President Donald Trump, left, shakes hands with Brazilian President Jair Bolsonaro during a bilateral meeting on the sidelines of the G-20 summit in Osaka, Japan, Friday, June 28, 2019. (AP Photo/Susan Walsh)

Brazilian President Jair Bolsonaro announced his endorsement of President Donald Trump in an event signing a new trade agreement between the United States and Brazil on Tuesday in the South American country.

“God willing I will be able to attend Trump’s second inauguration,” said Bolsonaro at a press conference detailing the new agreement with US National Security Advisor Robert O’Brien. Bolsonaro wanted to emphasize that he does not wish to “interfere” with the US election, but that his support for President Trump comes from the heart.

Bolsonaro and Trump have coordinated on policy to contain Venezuelan and Cuban-style Communism within South America. NSA O’Brien stated that relations between the US and Brazil have “never been stronger” at the trade agreement signing. The US designated Brazil a “non-NATO” ally in 2019, and the two countries have worked together on environmental policy to deter wildfires in the Amazon rainforest.

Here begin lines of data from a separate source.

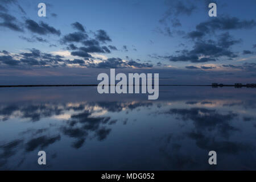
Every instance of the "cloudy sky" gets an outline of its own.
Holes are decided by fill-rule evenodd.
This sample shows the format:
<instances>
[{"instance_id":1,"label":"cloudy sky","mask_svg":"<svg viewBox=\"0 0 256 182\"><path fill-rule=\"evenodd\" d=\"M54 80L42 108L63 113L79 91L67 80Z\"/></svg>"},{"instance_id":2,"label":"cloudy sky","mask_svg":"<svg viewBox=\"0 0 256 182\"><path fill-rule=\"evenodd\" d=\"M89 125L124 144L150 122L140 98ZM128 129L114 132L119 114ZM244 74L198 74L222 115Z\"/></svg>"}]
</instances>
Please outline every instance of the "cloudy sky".
<instances>
[{"instance_id":1,"label":"cloudy sky","mask_svg":"<svg viewBox=\"0 0 256 182\"><path fill-rule=\"evenodd\" d=\"M46 17L38 5L46 4ZM217 17L208 16L210 2ZM0 0L0 84L256 82L256 1Z\"/></svg>"}]
</instances>

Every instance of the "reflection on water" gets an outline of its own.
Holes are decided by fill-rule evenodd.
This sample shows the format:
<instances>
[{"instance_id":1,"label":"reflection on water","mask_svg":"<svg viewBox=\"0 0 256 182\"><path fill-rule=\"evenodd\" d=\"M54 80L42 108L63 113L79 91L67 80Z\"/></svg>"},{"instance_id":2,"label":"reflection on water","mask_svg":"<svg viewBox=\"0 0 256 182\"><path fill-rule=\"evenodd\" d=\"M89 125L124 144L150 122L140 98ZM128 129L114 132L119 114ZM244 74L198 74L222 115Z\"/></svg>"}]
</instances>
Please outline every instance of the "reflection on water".
<instances>
[{"instance_id":1,"label":"reflection on water","mask_svg":"<svg viewBox=\"0 0 256 182\"><path fill-rule=\"evenodd\" d=\"M254 89L159 90L150 101L96 87L1 88L0 169L256 169Z\"/></svg>"}]
</instances>

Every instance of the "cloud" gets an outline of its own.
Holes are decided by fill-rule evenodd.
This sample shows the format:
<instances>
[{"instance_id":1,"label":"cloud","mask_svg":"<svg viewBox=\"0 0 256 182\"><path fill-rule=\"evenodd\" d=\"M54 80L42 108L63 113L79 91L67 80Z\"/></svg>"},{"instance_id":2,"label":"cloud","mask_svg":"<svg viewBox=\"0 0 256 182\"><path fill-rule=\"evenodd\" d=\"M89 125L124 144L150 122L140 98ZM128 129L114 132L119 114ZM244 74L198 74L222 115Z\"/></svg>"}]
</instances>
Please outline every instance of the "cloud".
<instances>
[{"instance_id":1,"label":"cloud","mask_svg":"<svg viewBox=\"0 0 256 182\"><path fill-rule=\"evenodd\" d=\"M95 39L90 39L84 41L82 42L82 44L85 46L100 46L100 43L98 41L95 40Z\"/></svg>"},{"instance_id":2,"label":"cloud","mask_svg":"<svg viewBox=\"0 0 256 182\"><path fill-rule=\"evenodd\" d=\"M253 54L253 52L250 51L248 51L248 50L243 50L243 55L250 55L250 54Z\"/></svg>"},{"instance_id":3,"label":"cloud","mask_svg":"<svg viewBox=\"0 0 256 182\"><path fill-rule=\"evenodd\" d=\"M57 16L57 15L56 14L55 14L55 13L51 13L51 15L52 17L54 17L54 18L56 18L56 17Z\"/></svg>"},{"instance_id":4,"label":"cloud","mask_svg":"<svg viewBox=\"0 0 256 182\"><path fill-rule=\"evenodd\" d=\"M194 67L194 66L187 66L187 67L185 67L185 68L188 68L188 69L199 69L199 68Z\"/></svg>"},{"instance_id":5,"label":"cloud","mask_svg":"<svg viewBox=\"0 0 256 182\"><path fill-rule=\"evenodd\" d=\"M88 35L87 34L80 32L76 32L65 35L61 39L61 42L62 43L81 42L88 38Z\"/></svg>"},{"instance_id":6,"label":"cloud","mask_svg":"<svg viewBox=\"0 0 256 182\"><path fill-rule=\"evenodd\" d=\"M215 61L216 59L221 56L226 56L229 58L237 57L237 55L227 49L226 45L224 46L224 44L221 44L220 46L212 40L199 41L195 43L193 49L191 51L184 49L178 51L178 52L180 52L179 55L160 56L160 57L174 62L204 63Z\"/></svg>"},{"instance_id":7,"label":"cloud","mask_svg":"<svg viewBox=\"0 0 256 182\"><path fill-rule=\"evenodd\" d=\"M235 68L235 69L243 69L243 67L242 66L235 66L232 64L222 64L222 67L225 68Z\"/></svg>"},{"instance_id":8,"label":"cloud","mask_svg":"<svg viewBox=\"0 0 256 182\"><path fill-rule=\"evenodd\" d=\"M108 35L106 32L103 30L98 30L95 34L95 38L98 41L100 41L104 43L106 43L106 42L112 41L109 36Z\"/></svg>"},{"instance_id":9,"label":"cloud","mask_svg":"<svg viewBox=\"0 0 256 182\"><path fill-rule=\"evenodd\" d=\"M201 68L204 69L213 69L215 68L214 67L205 67L205 66L201 66Z\"/></svg>"},{"instance_id":10,"label":"cloud","mask_svg":"<svg viewBox=\"0 0 256 182\"><path fill-rule=\"evenodd\" d=\"M241 20L236 17L220 16L211 18L196 26L196 30L203 32L214 32L217 30L230 30L237 29L249 29L256 26L254 20Z\"/></svg>"},{"instance_id":11,"label":"cloud","mask_svg":"<svg viewBox=\"0 0 256 182\"><path fill-rule=\"evenodd\" d=\"M84 28L84 26L80 23L76 22L72 24L73 27L78 31L81 31L81 32L85 32L85 30Z\"/></svg>"},{"instance_id":12,"label":"cloud","mask_svg":"<svg viewBox=\"0 0 256 182\"><path fill-rule=\"evenodd\" d=\"M44 42L44 43L47 43L48 42L47 40L44 39L41 37L38 37L36 36L34 36L31 38L26 38L23 36L19 36L19 38L20 39L24 40L28 42Z\"/></svg>"},{"instance_id":13,"label":"cloud","mask_svg":"<svg viewBox=\"0 0 256 182\"><path fill-rule=\"evenodd\" d=\"M40 35L54 34L60 36L60 30L57 30L48 24L40 22L39 24L31 19L27 19L25 22L26 26L31 32Z\"/></svg>"},{"instance_id":14,"label":"cloud","mask_svg":"<svg viewBox=\"0 0 256 182\"><path fill-rule=\"evenodd\" d=\"M0 63L9 65L15 66L18 65L19 61L13 59L11 56L0 56Z\"/></svg>"},{"instance_id":15,"label":"cloud","mask_svg":"<svg viewBox=\"0 0 256 182\"><path fill-rule=\"evenodd\" d=\"M8 11L8 10L4 6L2 6L1 5L0 5L0 11L4 11L4 12L7 12Z\"/></svg>"},{"instance_id":16,"label":"cloud","mask_svg":"<svg viewBox=\"0 0 256 182\"><path fill-rule=\"evenodd\" d=\"M78 49L78 47L75 46L73 44L70 44L68 45L68 46L67 47L67 49L68 50L76 50Z\"/></svg>"},{"instance_id":17,"label":"cloud","mask_svg":"<svg viewBox=\"0 0 256 182\"><path fill-rule=\"evenodd\" d=\"M123 49L125 50L125 51L128 51L127 46L123 46Z\"/></svg>"},{"instance_id":18,"label":"cloud","mask_svg":"<svg viewBox=\"0 0 256 182\"><path fill-rule=\"evenodd\" d=\"M7 14L0 13L0 18L3 20L3 22L0 23L0 26L11 29L12 30L23 32L23 30L18 24L16 18Z\"/></svg>"},{"instance_id":19,"label":"cloud","mask_svg":"<svg viewBox=\"0 0 256 182\"><path fill-rule=\"evenodd\" d=\"M33 138L26 144L26 150L27 151L32 151L38 147L40 147L40 149L43 149L49 144L53 144L56 142L60 140L60 138L61 137L60 135L51 137L44 135L36 138Z\"/></svg>"},{"instance_id":20,"label":"cloud","mask_svg":"<svg viewBox=\"0 0 256 182\"><path fill-rule=\"evenodd\" d=\"M71 52L71 55L77 56L79 56L79 57L84 57L84 58L92 57L91 55L88 53L86 52L82 51Z\"/></svg>"},{"instance_id":21,"label":"cloud","mask_svg":"<svg viewBox=\"0 0 256 182\"><path fill-rule=\"evenodd\" d=\"M3 152L0 154L0 158L7 159L15 154L17 152L15 150L15 148L21 144L22 142L22 140L15 140L0 146L0 148L3 150Z\"/></svg>"},{"instance_id":22,"label":"cloud","mask_svg":"<svg viewBox=\"0 0 256 182\"><path fill-rule=\"evenodd\" d=\"M19 5L18 5L18 7L19 8L19 10L24 14L24 15L27 15L27 13L26 13L25 11L24 11L23 9L22 8L22 7L21 7Z\"/></svg>"},{"instance_id":23,"label":"cloud","mask_svg":"<svg viewBox=\"0 0 256 182\"><path fill-rule=\"evenodd\" d=\"M230 46L241 43L241 40L234 40L229 32L221 34L218 39L218 46L224 48L228 48Z\"/></svg>"},{"instance_id":24,"label":"cloud","mask_svg":"<svg viewBox=\"0 0 256 182\"><path fill-rule=\"evenodd\" d=\"M139 63L131 60L129 61L123 61L120 58L109 58L103 60L102 62L97 64L93 64L90 67L96 68L151 68L152 64L148 63Z\"/></svg>"},{"instance_id":25,"label":"cloud","mask_svg":"<svg viewBox=\"0 0 256 182\"><path fill-rule=\"evenodd\" d=\"M117 51L117 48L114 46L109 46L109 48L112 51Z\"/></svg>"}]
</instances>

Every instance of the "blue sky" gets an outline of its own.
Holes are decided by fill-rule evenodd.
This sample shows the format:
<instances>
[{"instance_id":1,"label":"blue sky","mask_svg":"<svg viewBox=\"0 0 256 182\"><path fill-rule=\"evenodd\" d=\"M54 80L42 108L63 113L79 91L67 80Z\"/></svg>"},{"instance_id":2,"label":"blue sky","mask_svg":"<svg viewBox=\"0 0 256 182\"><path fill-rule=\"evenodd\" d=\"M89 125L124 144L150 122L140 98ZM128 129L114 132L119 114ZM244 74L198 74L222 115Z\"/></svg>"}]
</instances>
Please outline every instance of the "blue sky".
<instances>
[{"instance_id":1,"label":"blue sky","mask_svg":"<svg viewBox=\"0 0 256 182\"><path fill-rule=\"evenodd\" d=\"M45 1L39 17L42 1L0 0L0 84L92 82L109 68L170 84L254 81L256 2L213 2L217 17L208 0Z\"/></svg>"}]
</instances>

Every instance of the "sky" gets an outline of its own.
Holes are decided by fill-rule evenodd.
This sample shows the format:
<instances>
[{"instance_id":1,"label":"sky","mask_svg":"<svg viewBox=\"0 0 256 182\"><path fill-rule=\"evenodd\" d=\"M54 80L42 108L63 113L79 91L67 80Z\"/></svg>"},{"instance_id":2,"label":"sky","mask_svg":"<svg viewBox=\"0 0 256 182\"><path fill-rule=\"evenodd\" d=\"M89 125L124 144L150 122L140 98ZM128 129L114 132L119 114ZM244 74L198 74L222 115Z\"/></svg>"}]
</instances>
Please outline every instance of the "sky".
<instances>
[{"instance_id":1,"label":"sky","mask_svg":"<svg viewBox=\"0 0 256 182\"><path fill-rule=\"evenodd\" d=\"M38 5L46 5L39 17ZM208 15L210 2L217 16ZM256 82L256 1L0 0L0 84Z\"/></svg>"}]
</instances>

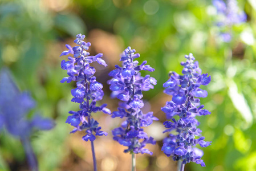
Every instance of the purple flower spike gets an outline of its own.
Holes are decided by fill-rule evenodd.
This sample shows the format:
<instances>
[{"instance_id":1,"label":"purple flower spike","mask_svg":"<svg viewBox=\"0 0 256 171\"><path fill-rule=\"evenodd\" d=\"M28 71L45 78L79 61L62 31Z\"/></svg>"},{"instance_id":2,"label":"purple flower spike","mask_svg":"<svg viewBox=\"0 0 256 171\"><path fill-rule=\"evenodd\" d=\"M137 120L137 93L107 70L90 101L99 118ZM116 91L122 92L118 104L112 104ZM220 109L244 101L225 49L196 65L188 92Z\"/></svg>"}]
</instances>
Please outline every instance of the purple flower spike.
<instances>
[{"instance_id":1,"label":"purple flower spike","mask_svg":"<svg viewBox=\"0 0 256 171\"><path fill-rule=\"evenodd\" d=\"M210 115L210 112L203 109L204 105L200 105L199 99L196 97L207 96L207 91L200 87L207 85L211 77L207 74L201 74L198 63L194 63L195 59L192 54L185 57L186 62L181 63L184 67L184 75L172 72L170 78L163 84L165 88L164 92L172 95L172 100L167 101L161 110L165 113L167 119L172 121L164 123L168 128L164 132L169 132L170 134L164 140L162 151L168 157L172 156L174 160L182 160L183 164L192 161L205 166L201 159L204 155L202 150L193 146L199 144L201 147L206 147L212 142L204 141L204 137L196 139L196 137L200 136L202 131L197 128L200 123L195 117ZM179 116L177 120L173 118L176 115ZM170 133L174 130L177 132L177 135Z\"/></svg>"},{"instance_id":2,"label":"purple flower spike","mask_svg":"<svg viewBox=\"0 0 256 171\"><path fill-rule=\"evenodd\" d=\"M212 2L220 17L217 26L230 28L234 25L246 22L246 14L239 10L237 0L226 0L226 2L223 0L213 0ZM220 36L224 42L227 43L232 39L231 32L222 32Z\"/></svg>"},{"instance_id":3,"label":"purple flower spike","mask_svg":"<svg viewBox=\"0 0 256 171\"><path fill-rule=\"evenodd\" d=\"M111 96L123 101L118 111L111 113L112 117L126 118L120 127L112 130L112 133L115 141L128 147L125 153L151 155L152 152L144 146L146 144L155 144L156 141L152 137L148 137L141 127L151 125L153 120L158 120L158 119L153 116L152 112L143 113L141 108L144 104L141 99L142 91L153 89L156 80L149 75L143 77L139 72L142 70L151 72L155 69L145 65L147 61L138 66L139 62L133 60L140 57L140 54L135 54L135 50L132 50L131 47L125 49L120 59L123 62L122 66L116 66L116 69L109 74L113 77L108 81L109 89L112 91Z\"/></svg>"},{"instance_id":4,"label":"purple flower spike","mask_svg":"<svg viewBox=\"0 0 256 171\"><path fill-rule=\"evenodd\" d=\"M74 55L74 58L68 56L69 60L66 62L63 60L62 62L62 68L67 70L69 77L63 78L60 82L63 83L67 82L68 83L71 81L76 82L77 87L71 90L71 94L74 96L71 101L79 103L80 110L69 112L72 115L67 117L66 123L75 127L71 133L84 131L86 135L82 139L86 141L93 141L96 139L95 136L107 136L107 133L100 131L101 127L98 127L99 123L92 118L92 113L102 111L109 115L111 112L105 108L107 105L96 106L96 101L101 100L104 96L101 89L103 85L96 80L96 78L94 76L95 68L91 67L90 63L97 62L105 67L107 65L101 58L103 54L88 56L90 54L86 50L89 49L91 43L84 42L85 37L81 34L78 34L74 40L78 46L72 48L67 44L66 47L69 50L63 52L60 55Z\"/></svg>"},{"instance_id":5,"label":"purple flower spike","mask_svg":"<svg viewBox=\"0 0 256 171\"><path fill-rule=\"evenodd\" d=\"M36 156L29 139L34 129L49 130L54 121L38 114L29 119L28 114L35 101L28 92L21 92L11 79L10 72L3 68L0 72L0 131L5 128L11 135L20 139L31 170L38 170Z\"/></svg>"}]
</instances>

The new “mini-trade deal” signed between the two countries will regulate telecommunications exchanges between the US and Brazil. Brazil, which is the second-most populous nation in the New World with 211 million people, is an increasingly significant country in global business and diplomatic affairs.

Bolsonaro himself is somewhat of a right-wing populist in the veins of global leaders such as Viktor Orban, Andrzej Duda, and President Trump. He won election in 2018 in a landslide, capitalizing on alienation among the Brazilian electorate for the socialist-style governments that had governed the country for over a decade, mass crime, and preferences for gun rights.

Establishment liberals frequently receive endorsement from globalist leaders across the world, and never think twice about not crying “foreign interference” in the event that it benefits them. President Bolsonaro isn’t an American, but it certainly bodes well to see the leader of the Americas’ second largest country develop a strong working relationship with President Trump.